Sonuç olarak, demek isterim ki, sınır bölgelerinde Türkiye çok zayıf. Kendi tezini bile halka anlatamıyor. Bir Hüsni Mahalli, koca Türkiye’den daha etkili olabiliyor sınır bölgelerinde. Halkın belli bir kesimi -daha doğrusu hükümetten memnun olmayanlar- onun televizyonlarda söylediklerini tekrar ediyorlar.
Suriye meselesi çok uzadı. Artık bu iş Türkiye’nin başını ağrıtacak boyutlara gelmiş. Ve maalesef hükümet de eskisi kadar caydırıcı değil. PKK’nın önümüzdeki dönemde Ak Parti’yi hedef alacağı aşikâr. Nitekim çok emareleri göründü.
Elbette biz oturduğumuz yerden ahkâm kesiyor olabiliriz ama zaten bizim işimiz bu değil mi?
Şimdi siz merak etmez misiniz, bir kısım güvenlikçiler, termal kameralarıyla teröristleri tespit edip bildiriyorlar ama ilgili üst düzey görevlisi ‘boş verin, karışmayın’ diyor ve o asker nasıl hala orada durabiliyor. Tabii ki bir söylenti ile birilerinin üstüne gitmek olmaz. Ama şu fısıltı bin tane manşetten çok daha etkili. Zira önce fısıltı dolaşıyor. Deniliyor ki ’12 terörist Amanoslara gelmiş, görmüşler ama karışmamışlar’ sonra da o teröristler olay yapıp gidiyorlar. Siz ne düşünürsünüz?

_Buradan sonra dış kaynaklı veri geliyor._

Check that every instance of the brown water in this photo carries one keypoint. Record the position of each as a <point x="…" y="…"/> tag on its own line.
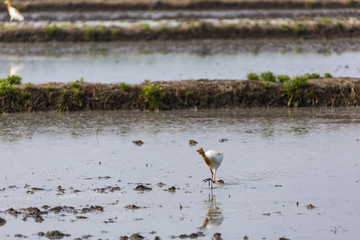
<point x="273" y="159"/>
<point x="133" y="63"/>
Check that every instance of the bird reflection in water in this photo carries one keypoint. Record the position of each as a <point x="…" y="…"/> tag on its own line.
<point x="214" y="216"/>
<point x="15" y="68"/>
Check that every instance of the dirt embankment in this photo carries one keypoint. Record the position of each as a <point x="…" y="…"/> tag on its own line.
<point x="93" y="5"/>
<point x="186" y="31"/>
<point x="201" y="94"/>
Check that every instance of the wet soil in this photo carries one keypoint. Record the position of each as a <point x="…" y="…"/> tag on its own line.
<point x="290" y="159"/>
<point x="190" y="94"/>
<point x="179" y="5"/>
<point x="311" y="29"/>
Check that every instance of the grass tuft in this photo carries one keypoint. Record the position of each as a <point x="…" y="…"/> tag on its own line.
<point x="154" y="97"/>
<point x="125" y="87"/>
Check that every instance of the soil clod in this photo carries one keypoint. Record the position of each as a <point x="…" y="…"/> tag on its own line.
<point x="142" y="188"/>
<point x="217" y="236"/>
<point x="131" y="206"/>
<point x="136" y="236"/>
<point x="2" y="222"/>
<point x="138" y="143"/>
<point x="56" y="235"/>
<point x="310" y="206"/>
<point x="192" y="143"/>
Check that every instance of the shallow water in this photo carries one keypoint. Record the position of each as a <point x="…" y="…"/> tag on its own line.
<point x="183" y="14"/>
<point x="274" y="158"/>
<point x="168" y="65"/>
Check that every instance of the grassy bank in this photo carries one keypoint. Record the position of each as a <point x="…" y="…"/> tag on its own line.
<point x="321" y="28"/>
<point x="201" y="94"/>
<point x="82" y="5"/>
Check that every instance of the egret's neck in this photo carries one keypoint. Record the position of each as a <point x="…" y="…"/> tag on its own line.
<point x="206" y="159"/>
<point x="8" y="3"/>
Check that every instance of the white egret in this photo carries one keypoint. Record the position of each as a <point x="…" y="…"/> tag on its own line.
<point x="212" y="159"/>
<point x="13" y="12"/>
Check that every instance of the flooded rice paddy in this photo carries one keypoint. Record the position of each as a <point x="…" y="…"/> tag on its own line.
<point x="290" y="173"/>
<point x="43" y="16"/>
<point x="135" y="62"/>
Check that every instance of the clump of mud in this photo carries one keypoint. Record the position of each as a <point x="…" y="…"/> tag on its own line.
<point x="56" y="235"/>
<point x="142" y="188"/>
<point x="2" y="222"/>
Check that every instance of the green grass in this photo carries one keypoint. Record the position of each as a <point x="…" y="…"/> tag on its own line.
<point x="325" y="20"/>
<point x="154" y="97"/>
<point x="284" y="27"/>
<point x="50" y="88"/>
<point x="115" y="31"/>
<point x="146" y="27"/>
<point x="74" y="84"/>
<point x="339" y="25"/>
<point x="308" y="5"/>
<point x="292" y="88"/>
<point x="267" y="77"/>
<point x="13" y="79"/>
<point x="125" y="87"/>
<point x="253" y="76"/>
<point x="283" y="78"/>
<point x="297" y="29"/>
<point x="28" y="86"/>
<point x="52" y="30"/>
<point x="21" y="8"/>
<point x="7" y="88"/>
<point x="164" y="29"/>
<point x="327" y="75"/>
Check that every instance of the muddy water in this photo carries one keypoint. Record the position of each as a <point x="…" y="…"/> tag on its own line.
<point x="183" y="14"/>
<point x="174" y="64"/>
<point x="274" y="159"/>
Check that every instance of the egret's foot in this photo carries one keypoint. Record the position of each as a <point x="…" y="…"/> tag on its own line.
<point x="220" y="181"/>
<point x="208" y="180"/>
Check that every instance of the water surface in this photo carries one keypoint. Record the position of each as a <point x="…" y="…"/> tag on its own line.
<point x="135" y="67"/>
<point x="274" y="159"/>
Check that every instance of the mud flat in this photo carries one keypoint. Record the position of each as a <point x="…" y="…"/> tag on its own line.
<point x="199" y="94"/>
<point x="80" y="174"/>
<point x="321" y="28"/>
<point x="179" y="5"/>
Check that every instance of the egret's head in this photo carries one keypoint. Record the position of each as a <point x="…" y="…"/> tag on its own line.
<point x="200" y="150"/>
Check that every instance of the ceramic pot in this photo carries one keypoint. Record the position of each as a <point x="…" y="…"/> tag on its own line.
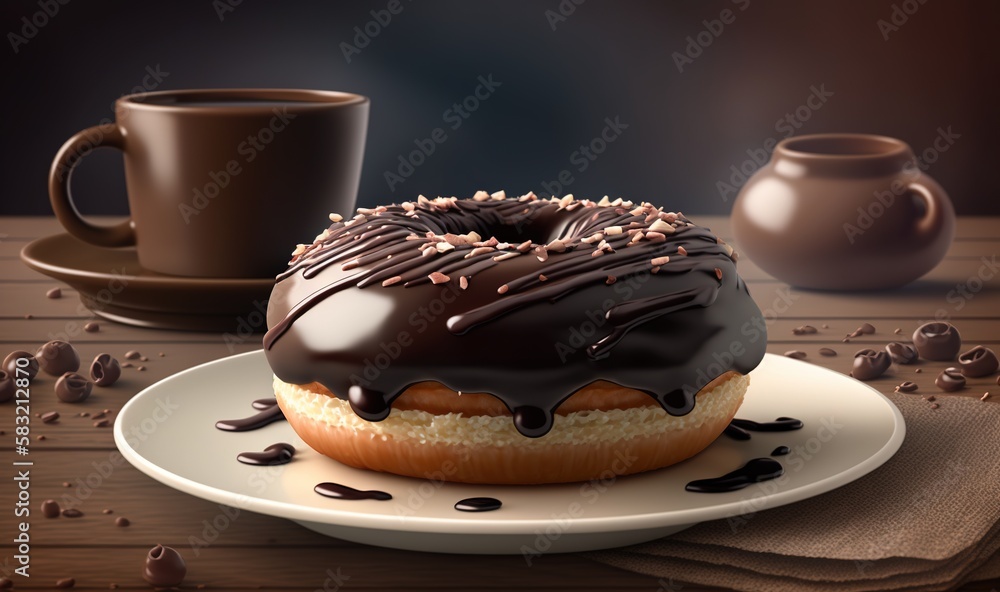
<point x="843" y="212"/>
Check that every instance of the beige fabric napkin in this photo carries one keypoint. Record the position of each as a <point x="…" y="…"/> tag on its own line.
<point x="926" y="520"/>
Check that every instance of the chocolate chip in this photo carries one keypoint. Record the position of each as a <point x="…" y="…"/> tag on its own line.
<point x="950" y="379"/>
<point x="7" y="388"/>
<point x="901" y="353"/>
<point x="50" y="509"/>
<point x="164" y="567"/>
<point x="105" y="370"/>
<point x="870" y="364"/>
<point x="937" y="341"/>
<point x="73" y="388"/>
<point x="57" y="358"/>
<point x="978" y="362"/>
<point x="10" y="364"/>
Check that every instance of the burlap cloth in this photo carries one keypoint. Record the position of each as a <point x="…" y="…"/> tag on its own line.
<point x="928" y="519"/>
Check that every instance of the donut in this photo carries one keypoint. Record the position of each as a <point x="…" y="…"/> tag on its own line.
<point x="512" y="340"/>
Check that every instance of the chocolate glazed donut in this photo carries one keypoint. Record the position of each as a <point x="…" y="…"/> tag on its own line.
<point x="523" y="298"/>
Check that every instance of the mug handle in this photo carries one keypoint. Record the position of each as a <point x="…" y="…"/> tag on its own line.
<point x="70" y="155"/>
<point x="934" y="221"/>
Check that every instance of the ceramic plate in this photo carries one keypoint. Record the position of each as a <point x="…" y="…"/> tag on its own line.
<point x="168" y="432"/>
<point x="113" y="285"/>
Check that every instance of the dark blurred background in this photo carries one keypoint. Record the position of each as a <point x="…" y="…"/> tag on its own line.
<point x="901" y="68"/>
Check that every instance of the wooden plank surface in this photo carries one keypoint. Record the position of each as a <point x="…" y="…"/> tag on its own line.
<point x="269" y="553"/>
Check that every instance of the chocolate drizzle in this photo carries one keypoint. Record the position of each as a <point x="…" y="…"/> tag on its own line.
<point x="338" y="491"/>
<point x="586" y="291"/>
<point x="755" y="471"/>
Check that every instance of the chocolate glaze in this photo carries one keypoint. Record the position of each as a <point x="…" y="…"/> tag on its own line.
<point x="338" y="491"/>
<point x="373" y="322"/>
<point x="478" y="504"/>
<point x="254" y="422"/>
<point x="275" y="454"/>
<point x="755" y="471"/>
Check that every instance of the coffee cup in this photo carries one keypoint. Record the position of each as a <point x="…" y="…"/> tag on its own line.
<point x="222" y="183"/>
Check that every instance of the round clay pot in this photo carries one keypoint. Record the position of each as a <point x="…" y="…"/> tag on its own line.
<point x="843" y="212"/>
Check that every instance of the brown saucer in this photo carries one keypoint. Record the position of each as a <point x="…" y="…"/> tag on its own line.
<point x="113" y="285"/>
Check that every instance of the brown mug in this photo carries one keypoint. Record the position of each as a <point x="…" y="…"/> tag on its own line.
<point x="843" y="212"/>
<point x="222" y="183"/>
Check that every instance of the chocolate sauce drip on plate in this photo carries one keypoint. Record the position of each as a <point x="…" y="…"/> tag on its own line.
<point x="273" y="455"/>
<point x="478" y="504"/>
<point x="755" y="471"/>
<point x="338" y="491"/>
<point x="781" y="424"/>
<point x="254" y="422"/>
<point x="265" y="403"/>
<point x="525" y="299"/>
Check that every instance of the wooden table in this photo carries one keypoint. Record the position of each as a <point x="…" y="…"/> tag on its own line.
<point x="261" y="551"/>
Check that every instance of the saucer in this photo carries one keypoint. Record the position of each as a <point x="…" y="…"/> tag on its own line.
<point x="115" y="286"/>
<point x="849" y="430"/>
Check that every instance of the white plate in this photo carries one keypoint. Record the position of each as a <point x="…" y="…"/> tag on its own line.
<point x="168" y="432"/>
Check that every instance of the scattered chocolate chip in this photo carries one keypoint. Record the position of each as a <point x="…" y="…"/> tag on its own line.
<point x="7" y="388"/>
<point x="938" y="341"/>
<point x="950" y="379"/>
<point x="57" y="358"/>
<point x="10" y="364"/>
<point x="901" y="353"/>
<point x="50" y="509"/>
<point x="978" y="362"/>
<point x="870" y="364"/>
<point x="105" y="370"/>
<point x="164" y="567"/>
<point x="73" y="388"/>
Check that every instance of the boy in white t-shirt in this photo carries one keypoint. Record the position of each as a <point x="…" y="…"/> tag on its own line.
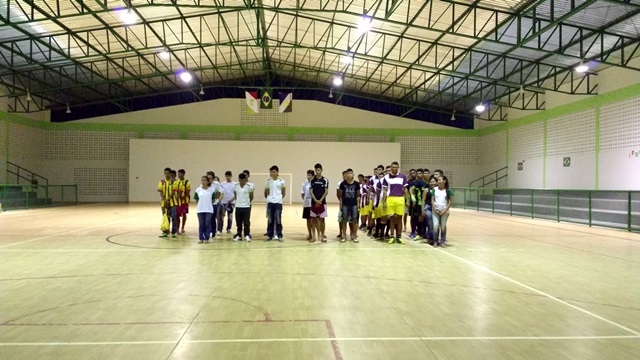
<point x="204" y="195"/>
<point x="226" y="207"/>
<point x="274" y="190"/>
<point x="306" y="201"/>
<point x="243" y="195"/>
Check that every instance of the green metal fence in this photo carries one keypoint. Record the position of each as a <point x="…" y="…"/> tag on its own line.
<point x="609" y="208"/>
<point x="17" y="196"/>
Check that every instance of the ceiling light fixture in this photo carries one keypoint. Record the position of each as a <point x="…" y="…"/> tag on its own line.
<point x="582" y="68"/>
<point x="364" y="23"/>
<point x="185" y="76"/>
<point x="126" y="16"/>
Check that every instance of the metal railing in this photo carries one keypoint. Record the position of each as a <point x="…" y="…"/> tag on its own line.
<point x="21" y="196"/>
<point x="24" y="176"/>
<point x="491" y="178"/>
<point x="609" y="208"/>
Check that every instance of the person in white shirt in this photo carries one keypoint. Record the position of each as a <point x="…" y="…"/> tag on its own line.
<point x="341" y="220"/>
<point x="306" y="201"/>
<point x="226" y="204"/>
<point x="274" y="191"/>
<point x="441" y="199"/>
<point x="204" y="196"/>
<point x="243" y="195"/>
<point x="215" y="185"/>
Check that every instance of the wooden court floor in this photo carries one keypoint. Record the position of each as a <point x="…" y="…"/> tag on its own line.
<point x="96" y="282"/>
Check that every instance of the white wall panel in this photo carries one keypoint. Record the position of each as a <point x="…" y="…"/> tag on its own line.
<point x="147" y="159"/>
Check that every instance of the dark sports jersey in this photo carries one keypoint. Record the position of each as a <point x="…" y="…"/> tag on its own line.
<point x="418" y="187"/>
<point x="364" y="194"/>
<point x="349" y="193"/>
<point x="318" y="187"/>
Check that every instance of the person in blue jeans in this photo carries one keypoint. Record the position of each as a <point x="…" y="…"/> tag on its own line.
<point x="204" y="196"/>
<point x="428" y="210"/>
<point x="274" y="190"/>
<point x="441" y="200"/>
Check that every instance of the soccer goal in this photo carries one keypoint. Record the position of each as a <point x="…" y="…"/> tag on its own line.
<point x="260" y="179"/>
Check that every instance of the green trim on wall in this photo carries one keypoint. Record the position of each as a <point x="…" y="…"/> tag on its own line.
<point x="16" y="119"/>
<point x="6" y="148"/>
<point x="597" y="145"/>
<point x="585" y="104"/>
<point x="506" y="134"/>
<point x="237" y="130"/>
<point x="544" y="154"/>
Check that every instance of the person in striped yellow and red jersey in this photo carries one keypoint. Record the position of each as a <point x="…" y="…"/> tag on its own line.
<point x="184" y="197"/>
<point x="167" y="189"/>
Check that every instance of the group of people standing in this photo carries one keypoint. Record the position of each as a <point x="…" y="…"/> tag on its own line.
<point x="381" y="204"/>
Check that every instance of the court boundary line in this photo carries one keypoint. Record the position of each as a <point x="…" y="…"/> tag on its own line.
<point x="331" y="339"/>
<point x="531" y="288"/>
<point x="73" y="231"/>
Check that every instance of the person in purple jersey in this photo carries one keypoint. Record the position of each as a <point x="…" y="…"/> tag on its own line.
<point x="349" y="195"/>
<point x="318" y="212"/>
<point x="364" y="201"/>
<point x="395" y="198"/>
<point x="341" y="221"/>
<point x="227" y="203"/>
<point x="371" y="188"/>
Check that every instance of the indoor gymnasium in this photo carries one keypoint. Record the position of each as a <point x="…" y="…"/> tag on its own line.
<point x="344" y="179"/>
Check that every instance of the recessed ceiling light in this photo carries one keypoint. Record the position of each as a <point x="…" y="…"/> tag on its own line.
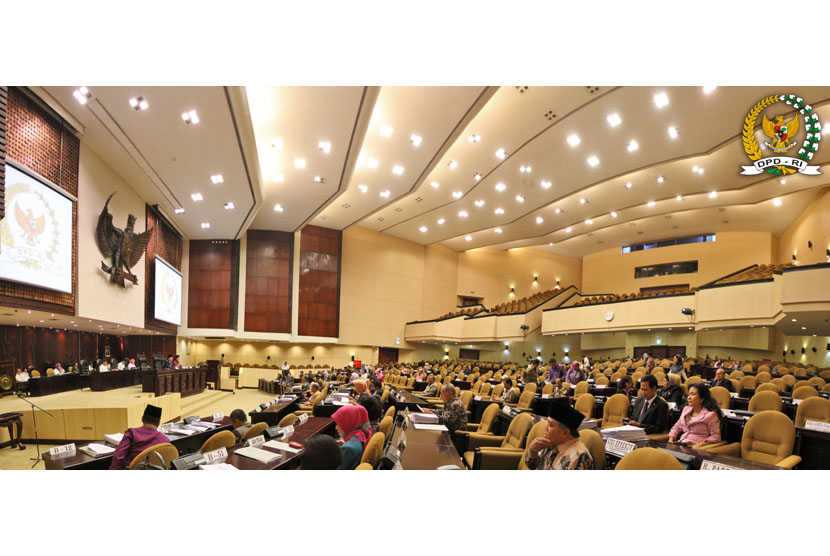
<point x="190" y="117"/>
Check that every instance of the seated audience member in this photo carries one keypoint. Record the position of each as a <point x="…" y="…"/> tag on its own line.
<point x="509" y="395"/>
<point x="374" y="410"/>
<point x="560" y="447"/>
<point x="574" y="374"/>
<point x="321" y="452"/>
<point x="138" y="439"/>
<point x="352" y="423"/>
<point x="452" y="415"/>
<point x="240" y="424"/>
<point x="650" y="411"/>
<point x="673" y="391"/>
<point x="431" y="391"/>
<point x="625" y="385"/>
<point x="721" y="380"/>
<point x="700" y="420"/>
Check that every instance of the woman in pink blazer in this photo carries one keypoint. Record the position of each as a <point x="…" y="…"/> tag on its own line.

‘Bu hükümetten cacık bile olmaz’ diye düşünmez misiniz? Yahut ‘Demek ki bizim askerler de satın alınmış’ diye düşünmez misiniz? Avam gözleriyle düşünür zira. Vatandaş fısıltıya inanıyor. Hurafe bir kere hakikatin önüne geçti mi artık doğruyu anlatmak zor olur.
Zaten istenen de bu. Bu güvensizlik sağlandıktan sonra bölge insanına her kara propaganda yutturulur. Yutturuluyor da. Türkiye aleyhine söylenen her şey doğru! Suriye yetkilileri doğru söylüyor, İsrail doğru söylüyor. Ama başbakan veya bir başka yetkili bir şey söyleyince, hemen deniliyor ki, “bu şunun etkisidir, bunun etkisidir”
İşte bakın Türkiye Hala Uludere istihbaratını tartışıyor. Başbakan diyor ki yalan, Genelkurmay başkanı diyor ki yalan, ama biz Amerika’nın Siyonist gazetesine inanmayı tercih ediyoruz. Benim dikkat çekmek istediğim asıl tehlike bu.
Kendi ülkesine inancının kaybetmiş bir toplum, her propagandaya ve her siyasi plana açık hale gelir. Buna bir çare bulunmalı. MİT’e çok iş düşüyor.